Further Biographical Context for Choi Chung-Chun
Choi Chung-Chun was born in 1949 and was as deeply indebted to the events of the 1960s as their formative influences. The 1960s were an explosive decade internationally, witnessing a proliferation of modernist ideas and trends. It was the era of Kennedy and Kruschev, and the beginning of the Cold War, which would endure for most of the second half of the twentieth century, and was epitomised most symbolically by the construction of the Berlin Wall in 1961. The Iron Curtain divided Eastern and Western Europe, both ideologically and literally, and student political uprisings took place across the globe. Psychedelia, an enormous increase in consumerism, and the associated trends of marketing and advertising further epitomised the era. Minimalism developed a formal language with no external references, focused solely on line, colour and geometric form as key components of both painting and sculpture. The main figures of Minimalism included Frank Stella, Donald Judd and Agnes Martin. Colour Field painting, as practiced by Morris Louis, Kenneth Noland and Helen Frankenthaler, further developed some of the expressive philosophies of Abstract Expressionism, but removed much of the rhetoric, instead approaching a more rule-based approach to surface and colour that related this practice to Minimalism.

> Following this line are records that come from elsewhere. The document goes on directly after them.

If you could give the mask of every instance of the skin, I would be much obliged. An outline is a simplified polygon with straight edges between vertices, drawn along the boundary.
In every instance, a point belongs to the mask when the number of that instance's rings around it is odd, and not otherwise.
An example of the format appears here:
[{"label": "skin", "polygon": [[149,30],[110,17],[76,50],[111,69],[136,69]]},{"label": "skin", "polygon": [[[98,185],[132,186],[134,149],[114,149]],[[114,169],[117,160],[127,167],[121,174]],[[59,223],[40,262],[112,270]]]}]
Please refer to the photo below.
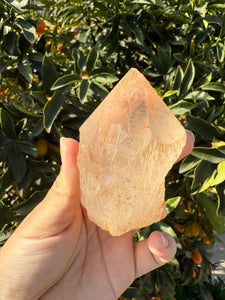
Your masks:
[{"label": "skin", "polygon": [[[187,144],[179,157],[193,148]],[[61,139],[60,174],[0,250],[0,300],[115,300],[133,280],[170,261],[176,243],[155,231],[133,243],[92,223],[80,202],[78,143]]]}]

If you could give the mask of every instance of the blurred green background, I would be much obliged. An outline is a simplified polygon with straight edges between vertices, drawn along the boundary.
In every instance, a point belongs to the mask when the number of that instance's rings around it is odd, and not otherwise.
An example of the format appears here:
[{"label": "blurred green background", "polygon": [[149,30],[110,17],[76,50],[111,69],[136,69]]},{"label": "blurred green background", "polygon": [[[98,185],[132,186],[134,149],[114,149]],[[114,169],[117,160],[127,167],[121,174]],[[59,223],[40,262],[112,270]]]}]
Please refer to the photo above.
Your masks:
[{"label": "blurred green background", "polygon": [[134,236],[169,232],[177,255],[120,299],[225,299],[211,279],[225,229],[224,55],[223,0],[0,1],[1,244],[56,178],[59,138],[79,139],[135,67],[196,142],[166,178],[168,216]]}]

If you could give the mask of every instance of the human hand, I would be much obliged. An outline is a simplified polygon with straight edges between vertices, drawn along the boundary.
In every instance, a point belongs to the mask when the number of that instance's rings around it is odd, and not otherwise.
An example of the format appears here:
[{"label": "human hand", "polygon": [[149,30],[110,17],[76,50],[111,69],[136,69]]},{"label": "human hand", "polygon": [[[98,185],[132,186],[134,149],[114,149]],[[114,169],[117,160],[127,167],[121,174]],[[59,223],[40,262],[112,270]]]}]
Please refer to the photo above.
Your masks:
[{"label": "human hand", "polygon": [[[193,138],[179,157],[191,152]],[[171,236],[133,232],[113,237],[92,223],[80,203],[78,143],[61,139],[62,167],[45,199],[0,250],[0,300],[115,300],[133,280],[170,261]]]}]

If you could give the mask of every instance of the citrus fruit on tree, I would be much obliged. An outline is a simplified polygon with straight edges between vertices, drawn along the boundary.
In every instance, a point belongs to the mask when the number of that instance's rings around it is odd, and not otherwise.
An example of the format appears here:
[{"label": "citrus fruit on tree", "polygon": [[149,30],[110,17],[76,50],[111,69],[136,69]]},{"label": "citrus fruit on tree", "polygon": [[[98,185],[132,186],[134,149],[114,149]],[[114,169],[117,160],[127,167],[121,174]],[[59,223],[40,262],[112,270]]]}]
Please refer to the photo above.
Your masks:
[{"label": "citrus fruit on tree", "polygon": [[39,139],[36,143],[37,147],[37,157],[41,158],[45,156],[48,152],[48,141],[46,139]]}]

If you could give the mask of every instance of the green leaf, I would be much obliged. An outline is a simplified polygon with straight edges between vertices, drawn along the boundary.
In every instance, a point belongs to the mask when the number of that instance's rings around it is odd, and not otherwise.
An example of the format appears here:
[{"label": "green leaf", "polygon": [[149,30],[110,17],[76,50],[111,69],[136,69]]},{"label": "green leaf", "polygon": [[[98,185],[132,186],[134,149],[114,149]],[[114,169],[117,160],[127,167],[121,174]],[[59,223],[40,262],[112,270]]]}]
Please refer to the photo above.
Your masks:
[{"label": "green leaf", "polygon": [[[202,268],[203,269],[203,268]],[[203,272],[204,274],[204,278],[205,280],[202,280],[201,282],[207,281],[208,277],[206,276],[206,272],[204,270],[200,270],[200,272]],[[199,274],[200,277],[200,274]],[[214,300],[215,298],[212,296],[211,292],[208,290],[208,288],[204,287],[204,286],[199,286],[199,299],[201,300]]]},{"label": "green leaf", "polygon": [[182,70],[181,66],[179,65],[177,67],[174,82],[173,82],[173,90],[180,91],[180,86],[181,86],[181,82],[183,80],[183,76],[184,76],[183,70]]},{"label": "green leaf", "polygon": [[181,95],[185,95],[190,90],[194,78],[195,78],[195,67],[192,60],[190,59],[187,64],[186,70],[184,72],[184,77],[180,86]]},{"label": "green leaf", "polygon": [[36,137],[41,135],[43,130],[44,130],[44,121],[43,118],[41,118],[36,122],[35,126],[33,127],[31,132],[31,137]]},{"label": "green leaf", "polygon": [[190,100],[215,100],[212,96],[210,96],[206,92],[202,91],[195,91],[187,94],[184,99],[190,99]]},{"label": "green leaf", "polygon": [[187,115],[187,122],[189,128],[198,133],[206,141],[211,142],[215,137],[220,137],[217,129],[201,118]]},{"label": "green leaf", "polygon": [[216,15],[208,15],[205,17],[205,20],[208,23],[212,23],[212,24],[218,24],[219,26],[222,26],[222,19],[219,16]]},{"label": "green leaf", "polygon": [[191,154],[212,164],[218,164],[225,160],[225,154],[215,148],[195,147]]},{"label": "green leaf", "polygon": [[134,20],[128,19],[126,21],[135,34],[137,44],[144,47],[144,34],[141,27],[137,23],[135,23]]},{"label": "green leaf", "polygon": [[78,96],[81,103],[86,101],[87,93],[90,87],[90,82],[88,79],[82,79],[81,84],[78,88]]},{"label": "green leaf", "polygon": [[64,86],[70,85],[70,84],[80,81],[80,80],[81,80],[81,77],[76,74],[63,75],[62,77],[60,77],[59,79],[57,79],[54,82],[53,86],[51,87],[51,90],[55,91],[57,89],[60,89]]},{"label": "green leaf", "polygon": [[37,151],[37,147],[34,144],[25,141],[19,141],[18,147],[21,152],[25,154],[29,154],[33,157],[37,157],[38,151]]},{"label": "green leaf", "polygon": [[16,129],[16,134],[20,137],[21,132],[23,131],[23,129],[26,127],[27,125],[27,119],[20,119],[15,126]]},{"label": "green leaf", "polygon": [[225,212],[225,181],[221,182],[216,186],[218,195],[218,211]]},{"label": "green leaf", "polygon": [[[211,178],[212,174],[214,174],[215,167],[212,163],[202,160],[198,166],[195,168],[194,171],[194,178],[192,181],[191,188],[195,189],[197,188],[200,184],[203,184],[204,181],[208,181],[209,178]],[[209,182],[208,182],[209,183]],[[207,184],[208,184],[207,183]],[[210,186],[210,185],[209,185]],[[207,186],[206,188],[208,188]],[[202,186],[203,187],[203,186]],[[206,188],[204,187],[202,190],[202,187],[200,188],[201,191],[205,190]]]},{"label": "green leaf", "polygon": [[209,8],[209,9],[215,9],[216,11],[217,11],[217,10],[221,10],[222,12],[224,12],[224,11],[225,11],[225,4],[222,4],[222,3],[215,3],[215,4],[209,5],[208,8]]},{"label": "green leaf", "polygon": [[13,8],[21,12],[21,9],[28,4],[29,0],[6,0]]},{"label": "green leaf", "polygon": [[30,22],[22,18],[17,18],[15,20],[15,24],[22,29],[23,34],[28,42],[33,44],[36,39],[36,28]]},{"label": "green leaf", "polygon": [[118,81],[118,77],[110,73],[100,73],[91,76],[91,79],[102,84],[113,83]]},{"label": "green leaf", "polygon": [[5,225],[14,220],[11,209],[0,202],[0,225]]},{"label": "green leaf", "polygon": [[10,168],[1,176],[0,198],[3,198],[5,193],[15,184],[16,180]]},{"label": "green leaf", "polygon": [[5,47],[6,51],[11,55],[18,54],[18,53],[16,53],[18,51],[17,44],[18,44],[18,40],[17,40],[16,32],[10,31],[6,35],[6,38],[4,40],[4,47]]},{"label": "green leaf", "polygon": [[33,81],[33,72],[27,56],[18,62],[18,70],[20,74],[31,84]]},{"label": "green leaf", "polygon": [[99,45],[96,44],[89,52],[86,63],[86,72],[90,75],[91,71],[94,69],[95,64],[99,56]]},{"label": "green leaf", "polygon": [[202,89],[205,91],[215,91],[225,93],[225,86],[220,82],[210,82],[202,86]]},{"label": "green leaf", "polygon": [[197,104],[193,104],[184,100],[180,100],[173,105],[169,106],[169,109],[173,112],[176,116],[181,116],[190,112],[193,108],[195,108]]},{"label": "green leaf", "polygon": [[7,163],[10,166],[16,181],[20,183],[26,174],[27,163],[19,150],[17,143],[11,147],[8,153]]},{"label": "green leaf", "polygon": [[31,95],[34,97],[35,101],[38,101],[41,104],[45,104],[46,102],[45,91],[32,91]]},{"label": "green leaf", "polygon": [[165,74],[171,67],[171,48],[169,44],[163,44],[157,49],[157,59],[159,71]]},{"label": "green leaf", "polygon": [[217,213],[216,204],[203,194],[199,195],[199,200],[213,229],[217,233],[223,234],[225,230],[224,216],[221,213]]},{"label": "green leaf", "polygon": [[174,197],[166,200],[166,209],[168,214],[171,213],[179,204],[180,197]]},{"label": "green leaf", "polygon": [[47,163],[46,161],[37,161],[37,160],[32,160],[31,162],[32,162],[31,166],[34,172],[38,172],[38,173],[59,172],[59,165],[55,163]]},{"label": "green leaf", "polygon": [[51,95],[51,87],[54,84],[54,82],[58,78],[58,74],[56,72],[56,68],[52,61],[47,57],[44,56],[43,62],[42,62],[42,68],[41,68],[41,76],[43,80],[43,85],[46,90],[46,92]]},{"label": "green leaf", "polygon": [[219,163],[217,167],[217,174],[215,176],[213,185],[218,185],[225,180],[225,160]]},{"label": "green leaf", "polygon": [[43,109],[44,127],[48,133],[51,132],[52,125],[61,111],[61,107],[65,101],[65,96],[59,92],[55,92],[52,99],[49,100]]},{"label": "green leaf", "polygon": [[217,43],[216,52],[219,62],[222,63],[224,61],[225,45],[223,43]]},{"label": "green leaf", "polygon": [[97,97],[102,99],[104,99],[109,93],[107,88],[104,85],[98,83],[97,81],[93,81],[91,83],[91,90],[95,93],[95,95],[97,95]]},{"label": "green leaf", "polygon": [[210,83],[212,80],[212,72],[204,74],[196,83],[193,84],[194,89],[199,89],[202,86]]},{"label": "green leaf", "polygon": [[1,62],[0,63],[0,75],[5,70],[5,68],[7,67],[7,65],[8,65],[8,62]]},{"label": "green leaf", "polygon": [[164,98],[166,98],[166,97],[170,97],[170,96],[172,96],[172,95],[174,95],[174,94],[177,94],[177,92],[178,92],[178,90],[175,90],[175,91],[167,91],[167,92],[163,95],[162,99],[164,99]]},{"label": "green leaf", "polygon": [[195,157],[193,155],[188,155],[187,157],[185,157],[179,167],[179,173],[185,173],[187,171],[190,171],[191,169],[193,169],[199,162],[200,162],[200,158]]},{"label": "green leaf", "polygon": [[19,103],[15,101],[11,101],[12,106],[22,115],[28,117],[28,118],[41,118],[42,116],[40,114],[37,114],[31,110],[28,110],[21,106]]},{"label": "green leaf", "polygon": [[4,244],[8,240],[8,238],[10,236],[11,236],[11,232],[9,232],[9,231],[1,231],[0,232],[0,245]]},{"label": "green leaf", "polygon": [[0,108],[0,124],[5,136],[11,139],[15,139],[17,137],[13,118],[3,108]]}]

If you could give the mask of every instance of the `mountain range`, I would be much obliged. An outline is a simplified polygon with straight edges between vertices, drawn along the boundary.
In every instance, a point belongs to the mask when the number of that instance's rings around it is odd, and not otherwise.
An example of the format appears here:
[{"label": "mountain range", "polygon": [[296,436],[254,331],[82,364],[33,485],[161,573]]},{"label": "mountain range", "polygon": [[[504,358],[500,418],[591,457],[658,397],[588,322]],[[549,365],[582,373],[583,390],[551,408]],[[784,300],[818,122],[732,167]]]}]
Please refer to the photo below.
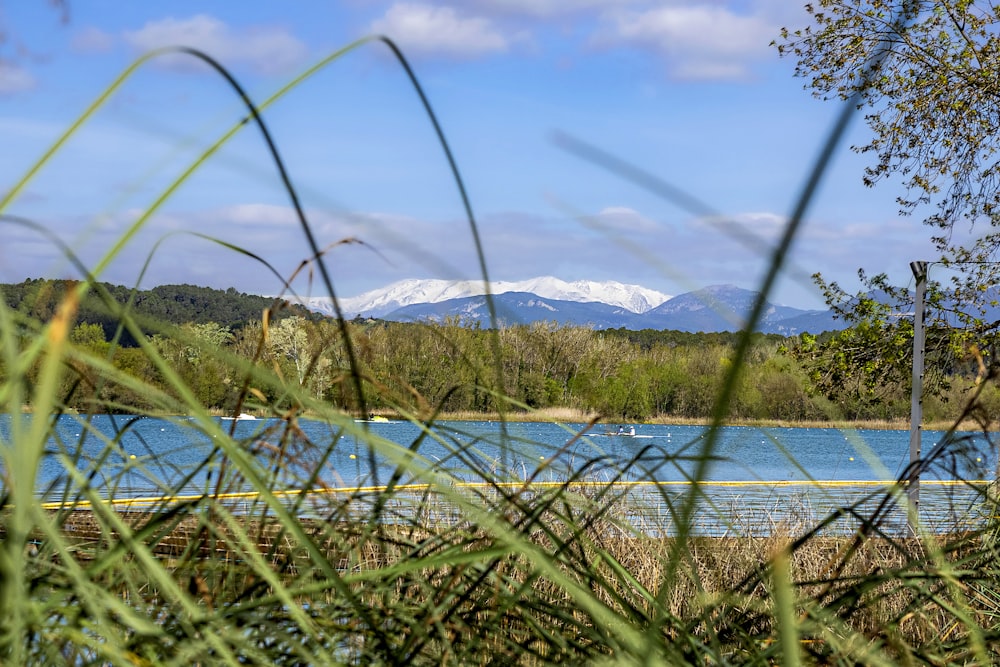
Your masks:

Globally, a number of artistic movements resonated the artistic concerns of the previously mentioned movements, often with regional fortes and nuance. In Italy, Lucio Fontana and Piero Manzoni established Spatialism, and in Germany the Zero group under the leadership of Gunter Uecker adopted similar ideas. The influential school of Existentialist Philosophy was an important source of inspiration for creatives, with artists like Francis Bacon and Alberto Giacometti achieving international prominence for their idiosyncratic approaches to the human form and the angst related to the human condition.